Die dortigen Dokumente legen ein lebendiges Zeugnis der Stadtgeschichte ab, beginnend mit dem ältesten Fundstück aus dem Jahr 1452. Gesäumt durch drei Siegel, von denen zwei noch weitgehend erhalten sind, beurkundete es dereinst eine Schenkung an das Bürgerspital. Viele Unterlagen des Archivs entstammen wie diese dem Verwaltungshandeln der Stadt: Es sind Bauanträge, Geburts- und Sterbedaten, Daten aus dem Standesamt. Oder anders gesagt: Es ist die typische, wenn auch wechselvolle Geschichte einer Stadtverwaltung.

Umfassende Stadtgeschichte

Aber diese eher bürokratischen Bestände sind lediglich ein Teil dessen, was tatsächlich im Archiv lagert. Zur Geschichte der Stadt gehören auch die Dokumente von Vereinen sowie die Nachlässe ihrer Bürger, die Unterlagen all jener Organisationen und Menschen, die Schwandorf im Laufe der Jahre geprägt haben. Hinzu kommen zahlreiche andere Bestände, etwa alte Zeitungen bis zurück ins 19. Jahrhundert oder historische Luftaufnahmen, die Schwandorf im Wandel zeigen. Sie alle füllen ganze Kisten, voll mit Bildern und Schriftstücken, die einen authentischen und gerade deshalb wertvollen Blick zurück in die Vergangenheit eröffnen.

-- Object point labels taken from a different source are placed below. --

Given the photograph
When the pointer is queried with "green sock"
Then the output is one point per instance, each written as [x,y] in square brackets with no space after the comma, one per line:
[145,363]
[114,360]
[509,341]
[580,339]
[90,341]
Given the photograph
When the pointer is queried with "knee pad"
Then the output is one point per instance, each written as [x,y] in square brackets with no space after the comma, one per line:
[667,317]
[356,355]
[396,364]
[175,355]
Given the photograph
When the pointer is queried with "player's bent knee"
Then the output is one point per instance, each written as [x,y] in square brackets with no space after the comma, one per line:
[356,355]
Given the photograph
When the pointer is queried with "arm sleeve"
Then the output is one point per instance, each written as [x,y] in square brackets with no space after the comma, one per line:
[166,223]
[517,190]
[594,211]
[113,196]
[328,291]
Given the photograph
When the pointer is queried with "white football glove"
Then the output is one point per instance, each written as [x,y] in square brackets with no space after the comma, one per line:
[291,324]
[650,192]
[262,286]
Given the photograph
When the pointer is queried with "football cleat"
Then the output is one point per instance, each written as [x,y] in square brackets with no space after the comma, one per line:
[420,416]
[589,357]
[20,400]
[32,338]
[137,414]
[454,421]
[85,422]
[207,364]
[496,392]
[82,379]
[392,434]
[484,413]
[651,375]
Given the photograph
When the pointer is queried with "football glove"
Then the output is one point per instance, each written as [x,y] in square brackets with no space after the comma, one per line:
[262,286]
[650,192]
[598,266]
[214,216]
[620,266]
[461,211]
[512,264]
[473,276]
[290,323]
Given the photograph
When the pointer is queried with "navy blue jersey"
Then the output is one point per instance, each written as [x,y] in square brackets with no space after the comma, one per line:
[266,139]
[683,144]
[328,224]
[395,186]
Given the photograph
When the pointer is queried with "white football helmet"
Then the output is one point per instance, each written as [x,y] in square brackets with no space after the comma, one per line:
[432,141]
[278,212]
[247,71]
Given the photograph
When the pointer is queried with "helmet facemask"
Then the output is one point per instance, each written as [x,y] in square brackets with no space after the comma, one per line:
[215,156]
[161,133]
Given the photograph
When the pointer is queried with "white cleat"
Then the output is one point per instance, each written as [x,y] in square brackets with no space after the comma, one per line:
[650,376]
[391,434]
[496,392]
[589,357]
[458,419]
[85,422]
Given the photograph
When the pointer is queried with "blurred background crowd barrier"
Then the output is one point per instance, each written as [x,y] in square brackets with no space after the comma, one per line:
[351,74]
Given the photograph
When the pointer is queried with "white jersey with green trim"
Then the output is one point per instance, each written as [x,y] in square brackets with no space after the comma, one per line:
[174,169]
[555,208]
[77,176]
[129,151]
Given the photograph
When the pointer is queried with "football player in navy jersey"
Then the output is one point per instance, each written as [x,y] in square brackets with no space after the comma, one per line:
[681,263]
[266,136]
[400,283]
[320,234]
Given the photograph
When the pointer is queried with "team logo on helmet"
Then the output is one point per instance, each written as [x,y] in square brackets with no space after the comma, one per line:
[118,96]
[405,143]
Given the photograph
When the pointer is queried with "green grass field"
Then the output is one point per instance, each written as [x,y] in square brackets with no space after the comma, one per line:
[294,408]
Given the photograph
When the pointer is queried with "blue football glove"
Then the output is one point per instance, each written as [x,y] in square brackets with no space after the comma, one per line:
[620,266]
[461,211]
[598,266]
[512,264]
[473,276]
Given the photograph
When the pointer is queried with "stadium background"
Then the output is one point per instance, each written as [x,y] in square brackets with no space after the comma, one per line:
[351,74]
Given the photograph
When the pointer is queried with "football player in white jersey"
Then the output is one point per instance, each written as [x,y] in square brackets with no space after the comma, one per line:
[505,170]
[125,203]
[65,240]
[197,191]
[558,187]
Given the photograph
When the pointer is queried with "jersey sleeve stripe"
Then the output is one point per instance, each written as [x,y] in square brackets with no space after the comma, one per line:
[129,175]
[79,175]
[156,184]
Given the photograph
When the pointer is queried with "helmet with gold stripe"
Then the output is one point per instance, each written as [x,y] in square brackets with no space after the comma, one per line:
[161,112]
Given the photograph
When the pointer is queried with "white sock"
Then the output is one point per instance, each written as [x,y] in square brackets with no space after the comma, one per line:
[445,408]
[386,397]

„Herrscher“ über diesen historischen Schatz ist Josef Fischer, seit 20 Jahren Leiter des Schwandorfer Stadtarchivs. Fischer hat eigentlich die klassische Verwaltungslaufbahn eingeschlagen, arbeitete zeitweise sogar in der Kämmerei, bevor er 1998 nach Schwandorf kam. Beim Antritt seiner neuen Stelle fand er seine Wirkungsstätte damals in einer gewissen Unordnung vor, erinnert er sich im Gespräch mit dem Ostbayern-Kurier: Die Mitarbeiter im Archiv haben fast halbjährig gewechselt, die Bestände waren über die gesamte Stadt verstreut, eine Systematik nicht erkennbar.

 

Stadtarchiv ist eine Instanz

Kurzum: Es musste erst einmal viel grundständiges bewältigt werden, ehe sich der neue Archivar mit seinem eigentlichen Auftrag befassen konnte. Fischer schreckten diese Herausforderungen jedoch nicht ab: Vielmehr ergriff er die Initiative und konnte das Archiv schnell generalüberholen – auch weil er früh die Bedeutung einer systematischen Erfassung per EDV erkannte. Große Teile sind mittlerweile digital katalogisiert, obwohl aufgrund der schieren Menge an Material längst noch nicht alle Bestände erfasst werden konnten, wie Fischer bedauert.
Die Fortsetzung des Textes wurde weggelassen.